From Tote Bags to Buckets: How Everyday Items Become Cultural Currency
The brightly hued totes sprung up shortly before Easter, festively trimmed in light lavender and embroidered with a pastel pink Trader Joe’s logo. Even before the viral bags hit supermarket shelves, the hunt was on.
And, just as shoppers had scrambled for other cult favorites such as the Starbucks Bearista cup and the teal Lowe’s mini bucket, they waited in long lines to snatch up several of the $2.99 mini totes. Within days, the reusable canvas bags had sold out, only to reappear on resale websites at multiples of their original price.
“I just bought the mini totes for my friend out in California whose local Trader Joe’s was in the news for having a line of more than 500 people,” Babson College Associate Professor of Marketing Ellie Kyung said. “She was in Japan last week and saw firsthand that locals there have them. There is no Trader Joe’s in Japan.”
The shopping frenzy over these seemingly ordinary objects is, in reality, a carefully layered marketing phenomenon, one that brands such as Trader Joe’s, Starbucks, and Lowe’s have learned to harness with remarkable precision.
“This is a combination of scarcity and time as a democratized way of obtaining goods,” Kyung said. “The value of these bags as they hit eBay shows the value to consumers is real.”
The Power of Belonging
Gary Ottley MBA’97, an associate professor of practice in Babson’s marketing division, said the appeal of these limited-edition “drops” has less to do with the products themselves and more to do with psychology, identity, and timing.

“Cult-favorite items are, by definition, attractive only to those already in the ‘cult,’ ” said Ottley, who researches marketing and societal issues.
That built-in audience gives established brands a major advantage. A startup might struggle to generate buzz around a tote bag or coffee cup, Ottley noted, but companies with strong brand affinity can turn even the most mundane object into a must-have item.
Layer on scarcity, and demand intensifies. From luxury icons such as the Hermès Birkin bag to fast-food comebacks like the McRib, “limited availability” has long been a proven driver of consumer behavior. But, Kyung points out, today’s viral items don’t require a lot of money.
“The Trader Joe’s tote bag frenzy is nothing short of marketing genius,” Kyung said. “Unlike scarce luxury goods—like a handbag from Hermès—these bags are inaccessible because they are limited drops. But they’re still attainable if you have something everyone has: time.”
Retailers have refined this strategy into a science, releasing short-run items that disappear quickly and return unpredictably, creating a kind of Easter egg hunt that keeps customers coming back.
“There are only a certain number of these available,” Ottley said. “First come, first served. That creates a heady mix of community, collectability, and even status.”
Everyday Objects, Elevated

What’s new in this wave of viral merchandise, said Babson Adjunct Lecturer Lee Gustafson MBA’88, is how ordinary the items are.
Trader Joe’s mini totes, Starbucks’ Hello Kitty holiday edition cups, and Lowe’s miniature buckets are inexpensive, functional, and easily replaceable. Yet they generate long lines, sell out instantly, and spark online resale markets.
That’s because, Gustafson explained, “the object itself rarely carries the weight. The moment does.”
These products act as cultural signals, proof that a consumer participated in a specific moment.
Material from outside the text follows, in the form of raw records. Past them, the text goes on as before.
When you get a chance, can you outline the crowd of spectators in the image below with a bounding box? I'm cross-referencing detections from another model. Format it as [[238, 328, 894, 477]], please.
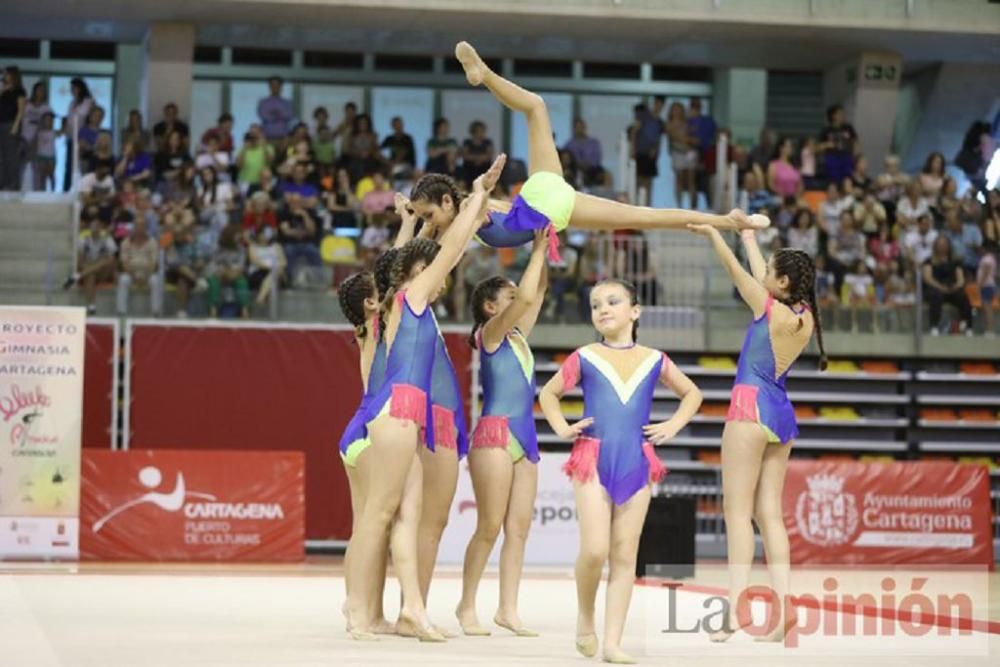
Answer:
[[0, 68, 1000, 333]]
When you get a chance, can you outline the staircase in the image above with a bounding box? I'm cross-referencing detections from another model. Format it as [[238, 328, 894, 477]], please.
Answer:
[[0, 193, 75, 305]]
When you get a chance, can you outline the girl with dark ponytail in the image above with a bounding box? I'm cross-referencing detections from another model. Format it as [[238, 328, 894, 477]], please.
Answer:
[[411, 42, 769, 259], [690, 225, 826, 641], [455, 232, 548, 637]]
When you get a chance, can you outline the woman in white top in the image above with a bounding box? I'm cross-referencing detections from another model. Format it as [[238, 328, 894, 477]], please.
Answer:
[[63, 77, 94, 192]]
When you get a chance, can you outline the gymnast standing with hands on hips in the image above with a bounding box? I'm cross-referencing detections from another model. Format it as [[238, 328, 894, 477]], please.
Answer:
[[539, 280, 702, 664]]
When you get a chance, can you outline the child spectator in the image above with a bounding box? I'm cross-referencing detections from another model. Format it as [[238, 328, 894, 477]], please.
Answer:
[[278, 192, 323, 287], [247, 225, 288, 304], [31, 111, 60, 191], [976, 244, 997, 338], [116, 218, 163, 317], [788, 208, 819, 257], [207, 225, 250, 319], [63, 215, 118, 315]]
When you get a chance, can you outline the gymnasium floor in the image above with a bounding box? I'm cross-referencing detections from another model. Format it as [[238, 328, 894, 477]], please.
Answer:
[[0, 557, 1000, 667]]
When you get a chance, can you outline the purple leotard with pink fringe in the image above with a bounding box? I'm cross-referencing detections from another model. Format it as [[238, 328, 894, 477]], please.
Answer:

Owning the item is secondary to being part of the story.
Kyung said that moment signals a new kind of status. “It’s not about wealth,” she said. “It shows that you are culturally in the know—and that you invested your time.”
The Formula Behind the Frenzy
According to Gustafson, the success of these drops comes from a convergence of three forces:
- Brand affinity
- Scarcity
- Social sharing
In the case of Trader Joe’s, strong customer loyalty and a scramble for the limited totes, all documented on social media, turns local product drops into a national conversation almost instantly.
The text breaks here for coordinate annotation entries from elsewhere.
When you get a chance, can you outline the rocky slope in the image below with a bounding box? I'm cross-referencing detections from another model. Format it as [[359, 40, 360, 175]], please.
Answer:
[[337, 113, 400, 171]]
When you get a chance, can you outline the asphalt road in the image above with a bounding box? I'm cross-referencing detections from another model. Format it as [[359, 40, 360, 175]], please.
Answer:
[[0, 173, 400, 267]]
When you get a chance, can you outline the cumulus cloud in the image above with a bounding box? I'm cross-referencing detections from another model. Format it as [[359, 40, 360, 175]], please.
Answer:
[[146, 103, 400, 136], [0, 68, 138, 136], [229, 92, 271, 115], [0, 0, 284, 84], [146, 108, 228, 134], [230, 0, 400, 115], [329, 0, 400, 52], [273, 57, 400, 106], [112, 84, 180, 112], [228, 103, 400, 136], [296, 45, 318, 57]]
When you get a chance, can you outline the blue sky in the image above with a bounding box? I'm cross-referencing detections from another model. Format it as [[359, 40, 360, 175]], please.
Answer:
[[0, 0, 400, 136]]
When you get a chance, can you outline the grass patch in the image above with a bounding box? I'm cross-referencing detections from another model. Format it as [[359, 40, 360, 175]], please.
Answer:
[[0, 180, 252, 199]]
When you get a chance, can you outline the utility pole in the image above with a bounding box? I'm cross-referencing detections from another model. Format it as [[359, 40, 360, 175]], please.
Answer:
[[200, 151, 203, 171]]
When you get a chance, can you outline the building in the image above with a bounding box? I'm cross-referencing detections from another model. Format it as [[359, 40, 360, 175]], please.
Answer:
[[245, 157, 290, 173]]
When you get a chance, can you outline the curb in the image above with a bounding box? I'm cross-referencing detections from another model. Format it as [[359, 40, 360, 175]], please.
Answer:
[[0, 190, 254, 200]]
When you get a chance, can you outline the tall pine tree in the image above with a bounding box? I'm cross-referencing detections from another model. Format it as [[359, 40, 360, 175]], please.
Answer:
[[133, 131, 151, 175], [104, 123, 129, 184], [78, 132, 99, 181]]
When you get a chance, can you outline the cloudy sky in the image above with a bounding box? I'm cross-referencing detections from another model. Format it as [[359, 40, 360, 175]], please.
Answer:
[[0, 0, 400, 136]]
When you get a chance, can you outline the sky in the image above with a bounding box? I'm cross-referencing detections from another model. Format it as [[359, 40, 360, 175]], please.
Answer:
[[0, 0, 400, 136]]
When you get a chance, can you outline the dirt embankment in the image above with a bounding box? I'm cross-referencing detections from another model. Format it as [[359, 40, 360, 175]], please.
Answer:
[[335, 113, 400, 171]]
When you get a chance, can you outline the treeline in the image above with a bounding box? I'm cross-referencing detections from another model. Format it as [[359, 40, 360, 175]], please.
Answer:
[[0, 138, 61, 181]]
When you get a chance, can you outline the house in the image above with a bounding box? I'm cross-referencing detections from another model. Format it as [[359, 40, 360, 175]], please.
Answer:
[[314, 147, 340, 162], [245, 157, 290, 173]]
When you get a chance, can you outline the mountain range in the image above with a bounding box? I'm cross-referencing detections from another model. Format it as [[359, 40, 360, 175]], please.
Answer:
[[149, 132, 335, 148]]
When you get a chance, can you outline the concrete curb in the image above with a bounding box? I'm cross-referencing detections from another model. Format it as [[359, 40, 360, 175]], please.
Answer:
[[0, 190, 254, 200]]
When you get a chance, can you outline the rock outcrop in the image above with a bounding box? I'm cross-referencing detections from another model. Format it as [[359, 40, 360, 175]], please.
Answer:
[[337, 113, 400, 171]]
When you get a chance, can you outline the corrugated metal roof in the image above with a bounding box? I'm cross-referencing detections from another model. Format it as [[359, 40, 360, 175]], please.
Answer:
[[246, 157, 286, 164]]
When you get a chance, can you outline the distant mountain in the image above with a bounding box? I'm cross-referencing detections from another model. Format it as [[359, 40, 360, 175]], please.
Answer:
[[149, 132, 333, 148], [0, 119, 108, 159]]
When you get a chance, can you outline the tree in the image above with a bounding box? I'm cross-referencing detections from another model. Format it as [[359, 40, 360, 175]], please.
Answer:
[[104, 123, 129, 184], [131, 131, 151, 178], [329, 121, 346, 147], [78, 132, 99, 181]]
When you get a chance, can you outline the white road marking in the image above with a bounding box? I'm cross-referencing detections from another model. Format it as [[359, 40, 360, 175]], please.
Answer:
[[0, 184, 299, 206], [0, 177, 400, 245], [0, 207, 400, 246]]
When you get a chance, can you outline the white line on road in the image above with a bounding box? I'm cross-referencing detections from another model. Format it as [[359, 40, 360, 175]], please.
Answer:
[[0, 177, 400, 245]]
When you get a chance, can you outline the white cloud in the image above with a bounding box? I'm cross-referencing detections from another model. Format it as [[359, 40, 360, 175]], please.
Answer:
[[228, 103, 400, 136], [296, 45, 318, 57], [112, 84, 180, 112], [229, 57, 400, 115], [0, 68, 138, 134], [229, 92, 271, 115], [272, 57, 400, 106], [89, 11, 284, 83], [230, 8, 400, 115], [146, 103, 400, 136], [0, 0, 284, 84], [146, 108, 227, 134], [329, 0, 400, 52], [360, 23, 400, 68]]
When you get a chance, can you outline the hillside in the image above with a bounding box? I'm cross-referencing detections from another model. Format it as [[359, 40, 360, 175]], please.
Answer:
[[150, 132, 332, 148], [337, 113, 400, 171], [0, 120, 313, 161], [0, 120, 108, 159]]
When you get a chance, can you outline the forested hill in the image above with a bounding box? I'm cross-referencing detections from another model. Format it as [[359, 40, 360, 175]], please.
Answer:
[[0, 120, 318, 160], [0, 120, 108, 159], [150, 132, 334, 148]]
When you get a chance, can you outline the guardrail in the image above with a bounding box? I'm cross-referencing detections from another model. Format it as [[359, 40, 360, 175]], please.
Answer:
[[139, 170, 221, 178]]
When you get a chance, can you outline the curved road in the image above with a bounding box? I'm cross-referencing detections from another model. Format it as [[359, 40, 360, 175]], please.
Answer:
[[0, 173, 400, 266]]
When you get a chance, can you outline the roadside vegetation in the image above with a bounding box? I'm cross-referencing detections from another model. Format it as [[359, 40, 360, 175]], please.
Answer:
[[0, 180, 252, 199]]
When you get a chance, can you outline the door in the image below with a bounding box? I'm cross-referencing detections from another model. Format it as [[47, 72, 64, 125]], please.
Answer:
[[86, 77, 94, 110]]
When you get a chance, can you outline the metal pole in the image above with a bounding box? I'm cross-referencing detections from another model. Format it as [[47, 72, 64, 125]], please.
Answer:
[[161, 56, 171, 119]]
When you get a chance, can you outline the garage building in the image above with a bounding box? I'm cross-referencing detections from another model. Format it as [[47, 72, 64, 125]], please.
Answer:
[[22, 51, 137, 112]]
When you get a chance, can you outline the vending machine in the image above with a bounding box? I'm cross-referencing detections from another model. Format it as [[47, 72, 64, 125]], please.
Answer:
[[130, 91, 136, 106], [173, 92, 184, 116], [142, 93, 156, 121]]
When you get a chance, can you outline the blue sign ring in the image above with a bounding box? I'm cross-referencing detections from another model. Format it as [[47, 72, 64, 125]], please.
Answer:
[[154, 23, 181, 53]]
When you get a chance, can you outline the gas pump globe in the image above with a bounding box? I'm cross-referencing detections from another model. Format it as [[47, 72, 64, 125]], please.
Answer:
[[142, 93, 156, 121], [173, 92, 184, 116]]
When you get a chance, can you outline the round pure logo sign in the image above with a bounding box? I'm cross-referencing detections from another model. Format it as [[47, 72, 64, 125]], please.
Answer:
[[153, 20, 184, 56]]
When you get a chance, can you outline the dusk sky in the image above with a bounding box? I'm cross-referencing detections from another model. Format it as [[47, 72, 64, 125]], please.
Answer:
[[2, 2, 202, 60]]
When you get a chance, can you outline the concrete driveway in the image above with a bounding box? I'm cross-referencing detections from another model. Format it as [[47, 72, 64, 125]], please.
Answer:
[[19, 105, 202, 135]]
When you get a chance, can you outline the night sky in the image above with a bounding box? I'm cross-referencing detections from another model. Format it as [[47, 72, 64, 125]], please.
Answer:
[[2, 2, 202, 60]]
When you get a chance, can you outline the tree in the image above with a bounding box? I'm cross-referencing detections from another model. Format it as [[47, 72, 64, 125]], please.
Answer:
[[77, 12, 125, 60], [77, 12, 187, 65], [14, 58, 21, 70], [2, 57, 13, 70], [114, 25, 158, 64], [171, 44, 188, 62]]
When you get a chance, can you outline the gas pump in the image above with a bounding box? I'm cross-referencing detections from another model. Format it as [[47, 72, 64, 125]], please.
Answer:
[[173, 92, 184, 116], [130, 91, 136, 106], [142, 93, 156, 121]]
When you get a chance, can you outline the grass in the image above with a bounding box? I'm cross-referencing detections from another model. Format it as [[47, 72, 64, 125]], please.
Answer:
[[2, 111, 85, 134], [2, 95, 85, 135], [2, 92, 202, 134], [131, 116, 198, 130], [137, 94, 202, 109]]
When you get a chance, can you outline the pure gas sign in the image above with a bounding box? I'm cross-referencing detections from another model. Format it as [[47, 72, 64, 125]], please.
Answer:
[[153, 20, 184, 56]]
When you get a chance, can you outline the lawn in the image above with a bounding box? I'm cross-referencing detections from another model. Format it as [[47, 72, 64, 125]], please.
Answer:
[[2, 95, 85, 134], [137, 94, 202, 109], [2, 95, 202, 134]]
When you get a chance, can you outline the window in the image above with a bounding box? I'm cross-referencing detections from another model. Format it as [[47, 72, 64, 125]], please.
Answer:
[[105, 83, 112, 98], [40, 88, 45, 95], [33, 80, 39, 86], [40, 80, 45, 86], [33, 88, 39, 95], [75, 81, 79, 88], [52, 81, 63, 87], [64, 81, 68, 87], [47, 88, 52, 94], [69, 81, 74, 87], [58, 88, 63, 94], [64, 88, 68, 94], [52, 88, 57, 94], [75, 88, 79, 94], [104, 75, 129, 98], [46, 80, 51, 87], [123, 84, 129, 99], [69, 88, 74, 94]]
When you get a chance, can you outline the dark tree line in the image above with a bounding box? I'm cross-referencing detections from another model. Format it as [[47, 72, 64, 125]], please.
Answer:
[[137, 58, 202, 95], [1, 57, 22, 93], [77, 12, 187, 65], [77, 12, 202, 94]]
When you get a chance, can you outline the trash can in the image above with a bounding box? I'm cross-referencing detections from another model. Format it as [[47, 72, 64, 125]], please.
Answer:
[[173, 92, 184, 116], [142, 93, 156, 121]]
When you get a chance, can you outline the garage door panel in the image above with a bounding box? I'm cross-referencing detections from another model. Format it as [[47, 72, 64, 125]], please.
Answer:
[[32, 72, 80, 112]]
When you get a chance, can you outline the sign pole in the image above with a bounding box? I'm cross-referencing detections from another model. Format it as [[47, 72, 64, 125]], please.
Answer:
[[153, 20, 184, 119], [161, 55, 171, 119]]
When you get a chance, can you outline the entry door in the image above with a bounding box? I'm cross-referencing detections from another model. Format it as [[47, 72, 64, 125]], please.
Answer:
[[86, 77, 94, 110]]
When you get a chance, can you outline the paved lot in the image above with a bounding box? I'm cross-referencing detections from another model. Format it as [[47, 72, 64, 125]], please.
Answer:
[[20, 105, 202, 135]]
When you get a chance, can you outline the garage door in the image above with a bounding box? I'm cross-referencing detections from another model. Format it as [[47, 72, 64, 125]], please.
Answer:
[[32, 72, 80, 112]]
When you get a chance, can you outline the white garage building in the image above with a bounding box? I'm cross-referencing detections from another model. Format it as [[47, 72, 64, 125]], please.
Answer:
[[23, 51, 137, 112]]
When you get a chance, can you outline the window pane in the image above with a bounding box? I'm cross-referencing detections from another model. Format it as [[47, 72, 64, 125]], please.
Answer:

Starbucks’ Bearista cups blend nostalgia with a visual appeal that translates easily into shareable content. Meanwhile, Lowe’s miniature buckets demonstrate how consumers themselves can redefine a product’s purpose, transforming a basic item into planters, drink containers, or viral Easter basket props.
“The value wasn’t designed into the product,” Gustafson said. “It emerged through reinterpretation.”
Going Viral
While companies can create the conditions for success with strong branding, limited supply, and everyday usability, they can’t fully control how consumers will respond.
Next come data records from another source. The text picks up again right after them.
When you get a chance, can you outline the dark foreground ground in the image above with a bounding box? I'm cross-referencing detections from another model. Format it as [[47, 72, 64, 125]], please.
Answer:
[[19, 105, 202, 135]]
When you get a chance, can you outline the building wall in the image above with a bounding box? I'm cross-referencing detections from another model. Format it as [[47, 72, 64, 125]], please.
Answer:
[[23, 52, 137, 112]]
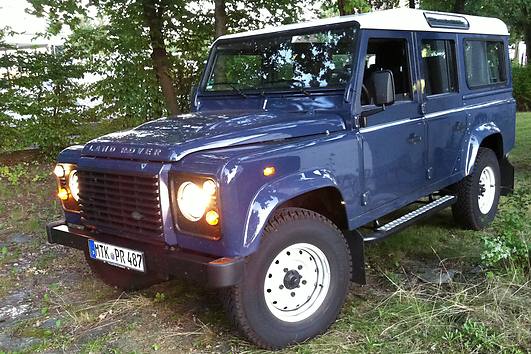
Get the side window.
[465,40,507,88]
[421,39,458,96]
[361,38,412,105]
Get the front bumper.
[46,221,244,288]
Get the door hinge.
[426,167,433,179]
[361,192,369,206]
[420,102,426,114]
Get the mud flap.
[343,230,366,285]
[500,157,514,195]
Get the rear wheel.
[452,148,501,230]
[85,253,165,291]
[221,208,351,349]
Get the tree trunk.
[337,0,348,16]
[453,0,465,14]
[524,25,531,65]
[214,0,227,38]
[142,0,180,115]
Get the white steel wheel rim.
[478,166,496,214]
[264,243,330,322]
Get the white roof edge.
[218,8,509,39]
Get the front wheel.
[452,148,501,230]
[225,208,351,349]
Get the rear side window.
[422,39,457,96]
[465,40,507,88]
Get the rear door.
[416,32,467,183]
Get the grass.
[0,113,531,353]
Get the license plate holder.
[88,240,146,273]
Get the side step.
[363,195,457,242]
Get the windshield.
[204,27,356,94]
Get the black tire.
[85,252,165,291]
[452,148,501,230]
[224,208,352,349]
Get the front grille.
[78,171,164,242]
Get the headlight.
[68,170,79,202]
[53,163,79,213]
[177,181,215,221]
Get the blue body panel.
[59,30,515,257]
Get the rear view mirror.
[188,85,198,109]
[368,70,395,106]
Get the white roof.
[219,8,509,39]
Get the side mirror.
[368,70,395,106]
[189,85,199,109]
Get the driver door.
[359,31,427,211]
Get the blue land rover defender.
[47,9,515,348]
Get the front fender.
[243,169,341,253]
[465,122,501,176]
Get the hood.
[82,111,345,162]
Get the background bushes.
[513,65,531,112]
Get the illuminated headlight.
[177,181,216,221]
[68,170,79,202]
[53,163,79,213]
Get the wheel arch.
[244,170,365,284]
[243,169,347,253]
[465,123,505,176]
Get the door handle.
[454,122,466,132]
[407,133,422,145]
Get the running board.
[363,195,457,242]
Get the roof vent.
[424,12,470,30]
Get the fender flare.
[465,122,501,176]
[243,169,342,252]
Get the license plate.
[89,240,145,272]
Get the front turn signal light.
[57,188,68,200]
[205,210,219,226]
[263,166,277,177]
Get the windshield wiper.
[211,82,247,98]
[262,79,312,97]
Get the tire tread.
[222,208,352,349]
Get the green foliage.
[481,188,531,269]
[0,164,28,186]
[513,65,531,111]
[0,45,85,155]
[0,0,310,157]
[444,319,510,353]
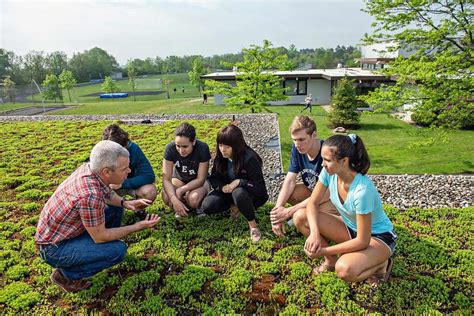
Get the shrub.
[328,77,360,129]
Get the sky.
[0,0,373,65]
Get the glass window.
[298,80,306,95]
[285,80,298,95]
[284,79,307,95]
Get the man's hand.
[136,214,161,230]
[175,188,185,201]
[270,206,290,225]
[123,199,153,211]
[272,223,285,236]
[109,183,122,190]
[222,179,240,193]
[171,197,188,216]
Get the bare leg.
[336,238,391,282]
[306,212,350,267]
[161,178,184,208]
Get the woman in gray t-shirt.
[162,122,211,217]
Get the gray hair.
[90,140,130,173]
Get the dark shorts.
[346,226,398,254]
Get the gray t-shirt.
[163,139,211,183]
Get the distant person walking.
[300,93,313,113]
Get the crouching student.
[270,115,338,237]
[304,134,397,284]
[162,122,211,217]
[200,124,268,242]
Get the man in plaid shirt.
[35,140,160,292]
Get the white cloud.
[0,0,372,63]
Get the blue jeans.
[40,205,127,280]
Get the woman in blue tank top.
[304,134,397,284]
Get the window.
[283,79,307,95]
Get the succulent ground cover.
[0,121,474,315]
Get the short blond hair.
[290,115,316,135]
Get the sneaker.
[250,228,262,242]
[49,269,92,293]
[196,208,207,217]
[230,204,240,219]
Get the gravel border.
[0,114,474,210]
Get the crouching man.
[35,140,160,292]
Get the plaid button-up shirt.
[35,163,111,245]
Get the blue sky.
[0,0,373,64]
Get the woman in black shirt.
[201,124,268,242]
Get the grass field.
[0,120,474,315]
[50,98,474,174]
[0,74,474,174]
[29,73,200,104]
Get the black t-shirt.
[163,139,211,183]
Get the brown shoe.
[49,269,92,293]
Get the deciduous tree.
[188,58,207,91]
[41,74,63,102]
[127,63,137,101]
[206,40,288,112]
[3,76,16,103]
[102,76,120,93]
[59,70,77,102]
[365,0,474,128]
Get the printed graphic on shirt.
[301,169,319,191]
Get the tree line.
[0,45,360,85]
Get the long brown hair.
[214,124,262,175]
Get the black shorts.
[346,226,398,255]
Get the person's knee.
[232,187,250,206]
[161,190,170,205]
[200,198,212,213]
[109,240,128,264]
[293,208,308,231]
[187,192,202,208]
[335,260,358,282]
[136,184,157,201]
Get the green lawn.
[29,73,200,104]
[0,120,474,315]
[54,98,474,174]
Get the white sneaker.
[250,228,262,242]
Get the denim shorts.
[346,226,398,255]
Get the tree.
[206,40,288,112]
[364,0,474,128]
[127,63,137,101]
[69,47,118,82]
[59,70,77,102]
[41,74,63,102]
[45,51,67,76]
[23,50,47,82]
[3,76,15,103]
[328,77,360,129]
[188,58,207,92]
[102,76,120,93]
“Brands can create the conditions, but they can’t dictate outcomes,” Gustafson said.
In fact, attempts to manufacture hype too aggressively can backfire if consumers sense inauthenticity. The most successful moments often feel organic, even when they’re strategically enabled.
The rise of these limited-edition drops reflects a broader shift in how consumers assign value. Products are no longer just goods; they are experiences, signals, and content. A tote bag or coffee cup is now a cultural ticket, giving shoppers a way to participate in something larger than themselves.
“The common thread is participation,” Gustafson said. “Owning the tote or the cup matters less than being part of the shared story around it.”